Twain asked himself that question numerous times.
He knew that Luxemburgo’s style in Real Madrid was defensive counterattacking. However, after he saw Real Madrid’s recent defeat to Barcelona, Twain thought Luxemburgo would not be able to persist with a defensive counterattack tactic which would incite a resounding jeer in Bernabu for the game.
In order to please the fans with his own coaching position, he would definitely let the team press on and attack. They would play the “beautiful football” that the Real Madrid fans liked to watch. In that way, although the pressure on the Forest team’s defense surged, the massive empty tracts behind the Real Madrid defensive line could be exploited.
Twain changed his mind and decided not to engage in an intense exchange with Real Madrid at the Bernabu. The Forest team was currently not Real Madrid’s match in offense, even if this Real Madrid was just a “feeble horse.”
Many teams would face a dilemma when playing against Real Madrid of whether to play offense or defense. Playing offense would mean going head to head with Real Madrid to score, which was too demanding for many teams. But what about defense? They would also worry whether their defensive line could hold up for ninety minutes in the face of Real Madrid’s frenzy of attacks.

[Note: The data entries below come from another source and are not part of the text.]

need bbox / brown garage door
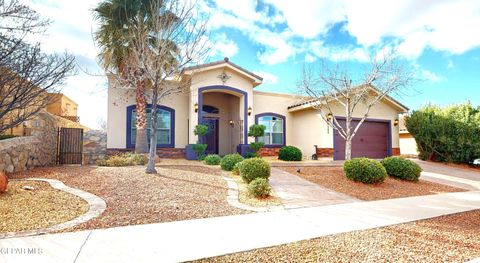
[334,119,390,160]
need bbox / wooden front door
[203,118,219,154]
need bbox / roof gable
[183,58,263,87]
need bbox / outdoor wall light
[194,103,198,113]
[327,113,333,121]
[247,106,252,116]
[229,120,234,126]
[394,119,399,126]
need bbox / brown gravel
[279,166,465,201]
[0,181,89,233]
[10,164,248,232]
[196,209,480,263]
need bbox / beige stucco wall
[106,83,189,149]
[290,99,402,158]
[400,133,418,155]
[252,91,298,145]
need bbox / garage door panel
[334,119,390,160]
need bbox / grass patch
[230,174,282,207]
[0,181,89,233]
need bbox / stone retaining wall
[0,112,57,173]
[83,130,107,165]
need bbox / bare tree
[0,0,75,133]
[297,51,414,160]
[126,0,209,173]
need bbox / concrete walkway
[270,167,359,208]
[1,190,479,263]
[414,160,480,190]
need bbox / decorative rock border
[222,172,284,212]
[0,178,106,239]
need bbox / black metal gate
[57,128,83,165]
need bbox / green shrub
[238,158,270,183]
[278,146,302,161]
[381,157,422,181]
[97,153,147,167]
[220,153,244,171]
[245,152,259,159]
[249,142,265,153]
[247,178,272,198]
[204,154,222,165]
[248,124,266,137]
[194,124,209,136]
[232,162,241,175]
[0,134,16,140]
[343,158,387,184]
[192,143,208,160]
[406,103,480,164]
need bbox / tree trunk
[146,89,158,174]
[345,138,352,160]
[135,82,149,153]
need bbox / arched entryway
[198,86,248,155]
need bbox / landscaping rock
[0,172,8,193]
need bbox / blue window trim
[126,104,175,148]
[255,112,286,148]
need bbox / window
[256,114,285,146]
[202,105,219,114]
[127,105,174,148]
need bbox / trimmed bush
[245,152,259,159]
[247,178,271,198]
[278,146,302,161]
[406,103,480,164]
[204,154,222,165]
[381,157,422,181]
[97,153,147,167]
[343,158,387,184]
[0,134,16,140]
[238,158,270,183]
[220,153,244,171]
[232,162,241,175]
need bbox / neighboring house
[107,58,408,160]
[46,93,79,122]
[3,93,87,136]
[399,114,419,156]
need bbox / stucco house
[106,58,408,160]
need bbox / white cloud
[420,69,445,83]
[304,54,317,63]
[447,60,455,69]
[253,71,278,85]
[210,33,239,58]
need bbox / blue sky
[27,0,480,128]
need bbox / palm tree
[93,0,152,153]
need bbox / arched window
[255,113,285,146]
[202,105,219,114]
[127,105,175,148]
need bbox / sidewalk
[269,167,359,208]
[1,190,479,263]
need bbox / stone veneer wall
[83,130,107,165]
[316,148,334,158]
[392,147,401,156]
[106,148,186,159]
[258,147,280,157]
[0,111,58,173]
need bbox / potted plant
[238,124,266,158]
[185,124,209,160]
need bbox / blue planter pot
[185,144,198,160]
[237,144,254,157]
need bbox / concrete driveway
[414,159,480,190]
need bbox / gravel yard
[10,164,248,232]
[279,166,465,200]
[197,209,480,262]
[0,181,89,233]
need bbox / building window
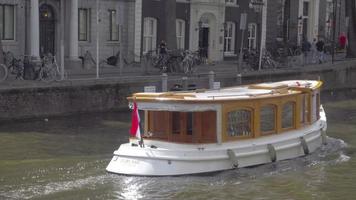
[224,21,235,55]
[227,109,252,137]
[143,17,157,53]
[282,102,295,129]
[109,10,119,41]
[79,8,90,41]
[176,19,185,49]
[248,23,257,50]
[0,5,15,40]
[260,105,276,135]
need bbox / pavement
[0,52,352,91]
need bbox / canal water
[0,100,355,200]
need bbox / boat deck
[129,80,321,102]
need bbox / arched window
[143,17,157,53]
[260,105,276,135]
[282,102,295,129]
[176,19,185,49]
[227,109,252,137]
[224,21,235,55]
[248,23,257,50]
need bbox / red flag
[130,102,141,139]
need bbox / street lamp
[236,0,265,84]
[249,0,266,71]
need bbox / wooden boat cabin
[128,80,322,144]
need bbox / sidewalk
[0,54,354,91]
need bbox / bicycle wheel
[39,67,56,82]
[0,64,8,82]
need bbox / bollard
[236,73,242,85]
[209,71,215,89]
[182,76,188,91]
[162,73,168,92]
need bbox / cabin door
[170,112,193,143]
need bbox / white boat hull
[106,108,327,176]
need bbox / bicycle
[181,50,198,74]
[39,53,67,82]
[0,51,24,81]
[0,63,7,82]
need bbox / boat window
[282,102,295,129]
[260,105,276,135]
[300,94,309,124]
[227,109,252,137]
[172,112,180,134]
[146,111,216,143]
[147,111,170,139]
[187,112,193,135]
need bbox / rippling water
[0,100,355,200]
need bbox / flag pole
[131,97,144,147]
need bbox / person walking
[311,38,318,64]
[316,38,325,64]
[302,39,311,65]
[338,32,347,50]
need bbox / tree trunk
[345,0,356,58]
[163,0,177,50]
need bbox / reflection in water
[0,100,356,200]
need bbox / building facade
[266,0,346,47]
[136,0,262,62]
[0,0,347,70]
[0,0,135,68]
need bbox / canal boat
[106,80,327,176]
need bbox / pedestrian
[159,40,167,55]
[311,38,318,64]
[338,32,347,50]
[316,38,325,64]
[302,38,311,65]
[157,40,168,70]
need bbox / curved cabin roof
[128,80,322,104]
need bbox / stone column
[30,0,40,59]
[69,0,79,60]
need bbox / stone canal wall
[1,60,356,121]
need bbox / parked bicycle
[180,50,201,74]
[0,51,24,82]
[153,49,184,73]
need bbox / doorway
[39,4,55,57]
[199,27,209,59]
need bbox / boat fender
[267,144,277,162]
[227,149,239,168]
[321,131,327,145]
[300,137,309,155]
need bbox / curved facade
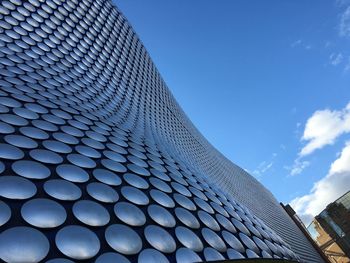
[0,0,323,262]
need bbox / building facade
[308,191,350,263]
[0,0,324,262]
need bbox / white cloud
[324,41,331,48]
[261,162,273,173]
[299,102,350,156]
[339,6,350,37]
[344,56,350,72]
[287,159,310,176]
[252,161,274,178]
[291,142,350,225]
[336,0,350,7]
[251,153,277,179]
[329,52,344,65]
[290,39,312,50]
[291,39,302,48]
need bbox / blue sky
[114,0,350,225]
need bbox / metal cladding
[0,0,324,262]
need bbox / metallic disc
[4,134,38,149]
[246,249,260,258]
[175,226,203,252]
[29,149,63,164]
[55,225,100,260]
[0,175,36,199]
[101,159,127,173]
[121,186,149,205]
[175,207,200,229]
[253,236,271,254]
[73,200,110,226]
[86,182,119,203]
[144,225,176,253]
[76,145,101,158]
[123,173,149,189]
[147,204,175,228]
[95,252,130,263]
[246,222,262,238]
[43,140,72,154]
[20,127,49,140]
[216,214,236,233]
[211,202,229,217]
[194,197,214,214]
[114,202,146,226]
[56,164,89,183]
[0,226,49,263]
[265,240,279,255]
[0,161,4,174]
[231,218,250,236]
[150,189,175,208]
[67,153,96,168]
[198,210,220,231]
[203,247,225,261]
[128,155,147,167]
[239,233,260,254]
[0,122,14,134]
[0,201,11,226]
[44,179,82,201]
[0,143,24,160]
[222,230,245,252]
[171,182,191,196]
[92,168,122,186]
[201,228,227,252]
[138,249,169,263]
[103,150,126,162]
[227,249,245,259]
[149,177,172,193]
[174,194,196,211]
[105,224,142,255]
[21,198,66,228]
[45,259,75,263]
[262,250,273,258]
[175,248,202,263]
[12,160,50,179]
[127,163,150,176]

But Twain was not worried about that. He understood Real Madrid, and he knew the current Real Madrid.
He knew how to defend against and stop the attacks of Real Madrid’s superstar squad.
And that way was to use high pressing.
The first line of defense was built, starting from the front line. If possession was lost, the players had to mark their opponents right away and immediately intercept the ball. Their movements had to be ruthless and fast. They must utilize physical impact, shovel the ball, take fouls, and use all allowed methods to disrupt Real Madrid’s offensive rhythm. They must force those arrogant superstars to scramble and get flustered.

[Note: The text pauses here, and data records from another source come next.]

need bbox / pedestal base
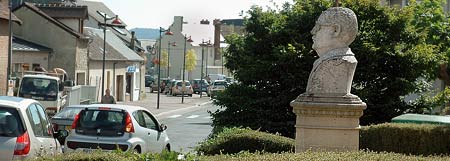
[290,94,366,152]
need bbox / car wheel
[189,94,192,97]
[165,144,171,152]
[133,146,141,154]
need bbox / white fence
[64,85,97,107]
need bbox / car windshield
[0,107,24,137]
[75,109,126,137]
[53,107,83,120]
[19,77,58,101]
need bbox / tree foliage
[211,0,448,137]
[185,49,197,71]
[159,49,169,67]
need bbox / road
[160,102,219,153]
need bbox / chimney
[172,16,183,32]
[213,19,221,62]
[130,31,136,50]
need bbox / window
[27,104,51,137]
[133,110,157,130]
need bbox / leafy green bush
[360,123,450,155]
[195,127,294,155]
[199,151,450,161]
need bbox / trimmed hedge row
[360,123,450,155]
[199,151,450,161]
[195,127,295,155]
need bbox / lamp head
[111,15,122,25]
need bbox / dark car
[190,79,209,94]
[51,106,84,146]
[145,75,154,87]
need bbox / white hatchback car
[0,96,63,160]
[64,104,170,153]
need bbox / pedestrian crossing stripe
[186,115,199,118]
[168,115,182,118]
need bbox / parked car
[0,96,64,160]
[171,80,193,97]
[51,106,84,146]
[191,79,209,94]
[164,79,177,95]
[207,80,228,98]
[145,75,154,87]
[65,104,170,153]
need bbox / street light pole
[182,35,193,103]
[97,11,125,99]
[157,27,173,109]
[200,40,211,98]
[7,0,12,95]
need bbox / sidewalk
[118,89,212,119]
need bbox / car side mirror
[159,124,167,131]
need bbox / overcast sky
[95,0,293,29]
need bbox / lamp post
[199,40,212,98]
[7,0,12,95]
[182,35,193,103]
[96,11,125,98]
[157,27,173,109]
[167,41,176,78]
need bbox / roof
[182,21,224,47]
[13,36,52,52]
[14,2,85,38]
[391,114,450,125]
[0,0,21,23]
[85,27,143,61]
[35,3,88,19]
[77,0,144,52]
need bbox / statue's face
[311,22,336,57]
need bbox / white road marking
[186,115,199,119]
[203,116,212,119]
[168,115,182,118]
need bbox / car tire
[165,144,171,152]
[189,94,192,97]
[133,146,141,154]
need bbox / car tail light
[124,113,134,133]
[14,131,30,156]
[72,113,80,129]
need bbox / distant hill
[130,28,159,40]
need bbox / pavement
[118,87,212,119]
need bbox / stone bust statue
[304,7,358,98]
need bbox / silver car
[0,96,63,160]
[64,104,170,153]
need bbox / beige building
[0,0,21,95]
[11,36,52,77]
[13,3,90,84]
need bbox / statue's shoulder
[322,48,357,64]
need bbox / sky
[96,0,293,29]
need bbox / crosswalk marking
[186,115,199,119]
[168,115,182,118]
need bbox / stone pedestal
[290,94,366,152]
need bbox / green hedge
[199,151,450,161]
[195,127,295,155]
[360,123,450,155]
[32,150,191,161]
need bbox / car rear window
[75,110,126,137]
[0,107,24,137]
[176,82,191,86]
[53,107,83,120]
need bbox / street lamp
[7,0,12,95]
[167,41,176,78]
[199,40,212,98]
[182,35,193,103]
[96,11,126,98]
[157,27,173,109]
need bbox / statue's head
[311,7,358,56]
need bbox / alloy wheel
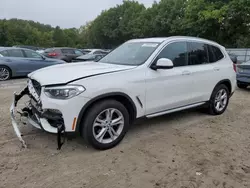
[92,108,124,144]
[214,88,228,112]
[0,67,10,81]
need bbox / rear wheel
[0,66,11,81]
[81,100,130,150]
[207,84,229,115]
[237,82,248,89]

Then they must end the game with a highly efficient sneak counterattack.
That was what Twain hoped to do.
To that end, he asked Anelka to defend and said that he must counter-intercept immediately. If he could not do it, he would bring him off.
The ball was passed to Zidane’s feet and George Wood immediately rushed up to intercept the ball. He thought that his speed must be so fast that the opponent could not respond in time. In the narrow space on the edge of the sideline, Zidane definitely could not evade him unless he kicked the ball out of bounds.

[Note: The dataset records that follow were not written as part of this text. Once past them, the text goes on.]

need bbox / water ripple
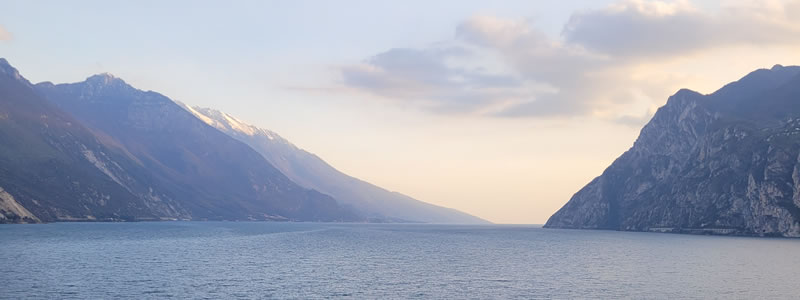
[3,222,800,299]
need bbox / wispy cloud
[336,0,800,123]
[0,26,11,41]
[340,47,543,114]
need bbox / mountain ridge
[0,59,189,223]
[184,105,488,224]
[28,62,361,222]
[1,57,487,224]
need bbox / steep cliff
[0,59,189,222]
[545,65,800,237]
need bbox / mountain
[33,69,360,222]
[0,59,190,223]
[545,64,800,237]
[182,106,487,224]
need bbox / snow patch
[221,112,257,135]
[190,106,216,126]
[188,106,295,146]
[177,101,216,125]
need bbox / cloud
[0,26,11,41]
[338,0,800,120]
[563,0,800,59]
[454,16,617,117]
[340,47,543,114]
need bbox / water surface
[2,222,799,299]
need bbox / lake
[2,222,800,299]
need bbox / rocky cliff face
[0,59,189,222]
[545,65,800,237]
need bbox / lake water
[2,222,800,299]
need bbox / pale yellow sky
[273,5,800,223]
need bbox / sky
[2,0,800,224]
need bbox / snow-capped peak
[220,111,257,136]
[180,105,285,143]
[188,106,256,136]
[178,102,216,125]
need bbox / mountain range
[0,58,485,224]
[546,64,800,237]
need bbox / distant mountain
[33,68,359,222]
[0,59,189,223]
[0,57,480,224]
[183,106,488,224]
[545,65,800,237]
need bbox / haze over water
[3,222,799,299]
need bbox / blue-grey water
[3,222,800,299]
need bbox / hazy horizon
[3,0,800,223]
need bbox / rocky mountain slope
[0,59,188,223]
[545,65,800,237]
[183,106,487,224]
[32,71,359,222]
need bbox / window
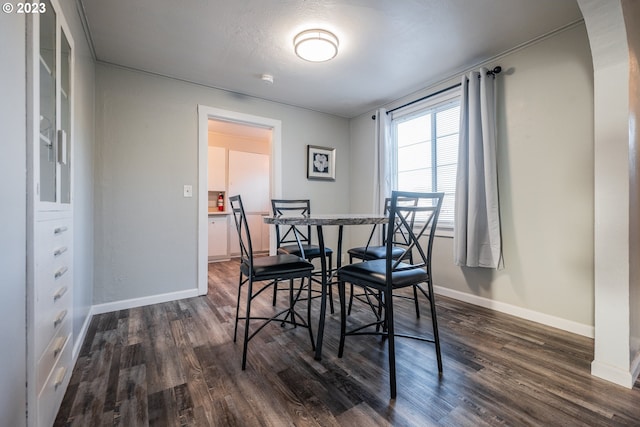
[391,92,460,230]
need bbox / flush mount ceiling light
[293,29,339,62]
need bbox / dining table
[263,213,388,360]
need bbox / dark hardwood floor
[55,259,640,426]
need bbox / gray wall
[93,64,350,303]
[349,23,595,329]
[0,12,27,427]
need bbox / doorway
[208,119,272,257]
[197,105,283,295]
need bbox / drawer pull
[53,336,67,358]
[53,286,68,301]
[54,266,68,279]
[53,366,67,390]
[54,309,68,328]
[54,226,68,235]
[53,246,68,256]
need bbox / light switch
[183,185,193,198]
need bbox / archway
[577,0,640,388]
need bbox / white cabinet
[32,212,73,427]
[208,146,226,191]
[227,150,270,254]
[208,215,229,260]
[26,1,75,425]
[229,214,270,255]
[228,150,270,212]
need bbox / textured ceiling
[80,0,583,118]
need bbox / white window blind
[392,95,460,229]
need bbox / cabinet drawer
[35,217,72,299]
[36,217,72,254]
[36,256,72,308]
[34,280,72,361]
[37,334,72,427]
[36,320,71,395]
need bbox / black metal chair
[347,196,421,317]
[337,191,444,398]
[230,195,315,370]
[271,199,335,313]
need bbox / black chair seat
[278,244,334,259]
[242,255,314,278]
[339,259,428,289]
[347,245,404,260]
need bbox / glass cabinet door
[60,29,71,204]
[37,0,72,207]
[39,0,56,203]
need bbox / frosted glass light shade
[294,29,339,62]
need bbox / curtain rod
[371,66,502,120]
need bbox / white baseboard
[91,288,200,315]
[433,285,595,338]
[72,305,95,362]
[591,359,636,388]
[70,288,199,362]
[630,345,640,387]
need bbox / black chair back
[229,195,253,271]
[384,191,443,281]
[271,199,313,250]
[360,196,419,253]
[384,196,419,249]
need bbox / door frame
[197,105,282,295]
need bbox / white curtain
[453,68,502,268]
[373,107,393,215]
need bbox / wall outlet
[183,185,193,197]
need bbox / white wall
[350,23,595,332]
[93,64,350,304]
[0,2,94,423]
[0,12,27,427]
[59,0,96,353]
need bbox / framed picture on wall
[307,145,336,181]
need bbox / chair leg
[413,285,420,318]
[379,290,385,333]
[385,287,397,399]
[233,274,244,342]
[272,279,278,306]
[288,278,297,328]
[338,280,347,358]
[347,255,355,315]
[328,253,335,314]
[306,273,315,351]
[241,278,254,370]
[427,279,443,373]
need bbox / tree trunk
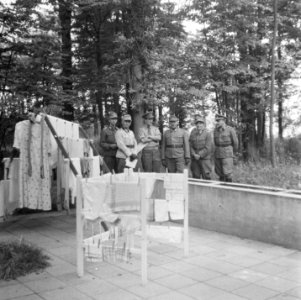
[58,0,73,121]
[270,0,278,167]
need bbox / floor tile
[286,286,301,298]
[92,289,142,300]
[135,265,173,280]
[127,281,170,298]
[267,293,301,300]
[210,292,249,300]
[255,276,301,293]
[202,260,243,274]
[250,262,289,275]
[179,282,225,300]
[154,274,197,289]
[105,272,142,288]
[75,279,116,297]
[161,261,195,273]
[181,267,222,282]
[148,290,195,300]
[230,269,269,283]
[24,277,66,293]
[39,286,93,300]
[205,275,250,291]
[233,283,279,300]
[0,284,33,300]
[9,295,44,300]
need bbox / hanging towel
[112,182,140,212]
[154,199,169,222]
[91,156,101,177]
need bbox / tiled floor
[0,214,301,300]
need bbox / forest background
[0,0,301,188]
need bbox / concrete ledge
[189,180,301,250]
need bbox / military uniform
[100,112,118,173]
[214,114,238,182]
[189,116,213,179]
[115,114,138,173]
[162,115,190,173]
[139,112,161,172]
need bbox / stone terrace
[1,214,301,300]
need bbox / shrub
[0,240,51,280]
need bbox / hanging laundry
[154,199,169,222]
[91,156,101,177]
[112,182,140,212]
[13,119,52,210]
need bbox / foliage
[233,160,301,190]
[0,240,50,280]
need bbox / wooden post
[76,175,84,277]
[140,178,147,285]
[64,159,70,213]
[56,147,62,211]
[183,169,189,257]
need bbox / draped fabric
[13,120,51,210]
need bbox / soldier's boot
[219,176,225,182]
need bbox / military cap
[215,114,226,121]
[108,111,118,119]
[169,115,178,122]
[195,115,205,124]
[122,114,132,121]
[143,111,154,119]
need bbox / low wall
[189,180,301,250]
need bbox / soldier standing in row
[214,114,238,182]
[161,115,190,173]
[115,114,138,173]
[189,115,213,180]
[100,111,118,173]
[138,111,161,172]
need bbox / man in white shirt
[115,114,138,173]
[138,111,161,172]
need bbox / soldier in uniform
[161,115,190,173]
[138,111,161,172]
[100,111,118,173]
[189,115,213,179]
[115,114,138,173]
[214,114,238,182]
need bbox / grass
[0,240,51,281]
[233,161,301,190]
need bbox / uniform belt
[126,145,134,148]
[166,145,183,148]
[216,144,231,147]
[143,146,159,151]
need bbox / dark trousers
[103,156,117,173]
[166,157,185,173]
[214,157,233,182]
[141,148,161,172]
[191,158,212,179]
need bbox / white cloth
[62,158,81,204]
[91,156,101,177]
[13,120,51,210]
[81,180,113,220]
[154,199,169,222]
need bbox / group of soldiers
[100,111,238,182]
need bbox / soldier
[161,115,190,173]
[189,115,213,179]
[100,111,118,173]
[115,114,138,173]
[138,111,161,172]
[214,114,238,182]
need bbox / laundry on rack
[61,158,81,204]
[112,182,141,212]
[154,199,169,222]
[91,156,101,177]
[81,180,114,221]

He did not expect Zidane to suddenly step on the ball, turn 180 degrees, and swing past the side of his feet!
“Wowit’s the Marseille Turn!”
Stunned, Wood sat on the floor and watched Real Madrid’s number five elegantly bypass him.
This was his first exchange with the football legend, and he was defeated!
After he bypassed Wood, Zidane directly passed the ball to Roberto Carlos who plugged in from the flank. The compact Brazilian fullback swiftly plugged in from the back and Chimbonda cut across to block, but Carlos brutally broke through. Carlos jerked the ball forward and then sped forward to skirt around Chimbonda, who still needed to turn.
The cheering in Bernabu stadium began from the moment Zidane swung past Wood, reaching fever pitch when Carlos broke through Chimbonda.
Twain stood up from his seat amidst the deafening cheers.
Roberto Carlos’ glance swept across the penalty area. He glimpsed from the corner of his eye that Chimbonda was back in pursuit, which left him little time.
So, he crossed the ball!
It was a classic Roberto Carlos’ type of cross. It was a powerful volley which sent the football into the Nottingham Forest penalty area. It was chaotic in front of the goal. As long as someone extended his leg to receive the football, there was a high probability of drilling the ball into the Forest team goal.
Raul had poked the ball first but had missed the goal.
The cheers in Bernabu became a sigh.
Nottingham Forest had a narrow escape.
Twain sat back down again.
“Is it asking too much of George to defend against Zidane? Do you want Demetrio to help him?” asked Kerslake after he sat down.
Twain shook his head, “I can’t spare another man. I know that asking Wood to mark Zidane is difficult, but there’s no other way. Let George persevere.”